Jeff Tuohy Soulfully Reminds Us That "The Devil's in New Orleans"



The NYC-based Billboard Award-winning singer-songwriter and rock musician Jeff Tuohy releases a stimulating and gritty jazz-infused single entitled "The Devil's in New Orleans."


Known as a daring and multifaceted performer, Jeff Tuohy has impressively toured across 41 states. Also landing on over 120 radio stations with his debut album, 'Breaking Down the Silence,' Jeff Tuohy is currently gearing up to release his forthcoming album 'Hudson Delta.'


Now releasing his forthcoming album's lead single, "The Devil's in New Orleans," Jeff Tuohy fuses various genres into this magnetic single, offering sounds like jazz, country, and alt-rock. Through his raspy and versatile vocals, Jeff Tuohy keeps us engaged with each broad-ranging aspect of this heavy-hitting single.


Diving into "The Devil's in New Orleans," the track opens with a savory downtempo introduction through heavy drum breaks, a thumping bassline, melodic piano, and a sassy brass section. As Jeff Tuohy begins singing with his low and mysterious vocals, he delves into themes that expand on the heroes that live amongst us and the devil who resides in New Orleans.


We honestly can't get enough of this single's irresistible and dark tones, as Jeff Tuohy goes from crooning to belting and back into his soothing whisper. The highlight of this track has to be the deftly created and catchy hook where Jeff Tuohy and his surrounding instrumentals seep through our speakers like an ever-flowing river. We're more than impressed with this song's lyrical and instrumental dexterity, as Jeff Tuohy transports us back to back to the haunting alleyways of the Big Easy.


Tap your feet to Jeff Tuohy's alluring single, "The Devil's in New Orleans," now available on all streaming platforms.



Welcome to BuzzMusic, JeffTuohy. We're stomping our feet to the heavy beat and feel of your dynamic single, "The Devil's in New Orleans." What inspired the creation of this mysterious and haunting single?

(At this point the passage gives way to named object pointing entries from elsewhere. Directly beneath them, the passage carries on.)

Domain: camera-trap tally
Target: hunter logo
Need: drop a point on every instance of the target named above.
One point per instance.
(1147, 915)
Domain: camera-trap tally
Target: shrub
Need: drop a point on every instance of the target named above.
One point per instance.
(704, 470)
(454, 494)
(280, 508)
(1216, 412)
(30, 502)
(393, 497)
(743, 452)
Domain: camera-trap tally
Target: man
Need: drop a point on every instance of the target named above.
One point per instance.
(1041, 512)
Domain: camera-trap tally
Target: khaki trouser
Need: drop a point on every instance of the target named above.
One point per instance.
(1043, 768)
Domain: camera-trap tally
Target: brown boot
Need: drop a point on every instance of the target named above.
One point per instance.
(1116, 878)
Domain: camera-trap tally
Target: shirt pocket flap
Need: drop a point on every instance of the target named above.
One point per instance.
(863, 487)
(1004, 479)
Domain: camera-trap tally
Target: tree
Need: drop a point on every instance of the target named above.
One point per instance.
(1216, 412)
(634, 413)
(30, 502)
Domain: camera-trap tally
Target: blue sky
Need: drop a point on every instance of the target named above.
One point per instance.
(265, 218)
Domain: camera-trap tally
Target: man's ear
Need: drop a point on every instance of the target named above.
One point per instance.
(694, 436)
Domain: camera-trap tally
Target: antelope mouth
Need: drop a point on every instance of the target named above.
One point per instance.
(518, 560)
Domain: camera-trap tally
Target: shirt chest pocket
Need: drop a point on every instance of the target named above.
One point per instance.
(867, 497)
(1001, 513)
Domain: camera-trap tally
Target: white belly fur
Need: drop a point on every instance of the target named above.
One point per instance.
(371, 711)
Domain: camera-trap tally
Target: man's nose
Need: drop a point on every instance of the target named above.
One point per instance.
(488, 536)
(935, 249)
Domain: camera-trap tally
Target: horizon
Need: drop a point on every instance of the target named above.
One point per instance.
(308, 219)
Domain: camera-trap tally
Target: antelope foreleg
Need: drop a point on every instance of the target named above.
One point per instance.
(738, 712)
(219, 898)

The song came to me while drinking in Highland Brass Company- a bar once owned and conceptualized by my friends, Dimitri and Corey. They were hosting a Holiday Miracle, pop-up. Talk about juxtaposition…


What sort of message or concept did you aim to deliver through your lyricism within "The Devil's in New Orleans?"


The lyrics are a commentary on the history of religious turmoil and how pop culture became part of our society’s theology. There are places and outlets where ‘God and the Devil’ seem to pull you in opposite directions. Sometimes people further their devilish intentions in the name of God. New Orleans has those conflicting vibes- beauty and culture versus temptation and gluttony. I love it.


Did you collaborate with any musicians or producers when creating the exhilarating instrumentals within "The Devil's in New Orleans?"


My philosophy is: hire the right people, give them a guideline, and let them experiment. Otherwise, you’re not fully utilizing their unique talents. “The Devil’s In New Orleans” has improvisational components. Dan Asher’s bass and Randy Schrager’s drumming created a deep groove. Randy then went back and overdubbed cymbal screeches and percussion to create the voodoo-inspired sounds. Pat Firth’s piano chords are intentionally angular and dissonant. Dave Archer’s organ is meant to sound like you’re on a bad trip. Harnessing the chaotic, avant-garde ending was instinctual since Nick Biello arranged a section of killer, New York jazz players. Brian Forbes’s role in co-production and mixing is crucial to this recording. It could’ve sounded like a wall of shit without his skills behind the board.


How does "The Devil's in New Orleans" correlate and fit into your forthcoming album, 'Hudson Delta?'


'Hudson Delta' is a road trip through the last 12 years of my life. I’ve toured the country, visited places from New Orleans to Hill Country, and held residencies at Irish pubs in Manhattan. The experiences, cultures, and people influenced these sounds and stories. “The Devil’s In New Orleans” is one of those snapshots. A record executive warned the song doesn’t sound radio-friendly. I don’t care about that; particularly while creating. I care about authenticity, and I think that’s reflected on the album sonically and lyrically.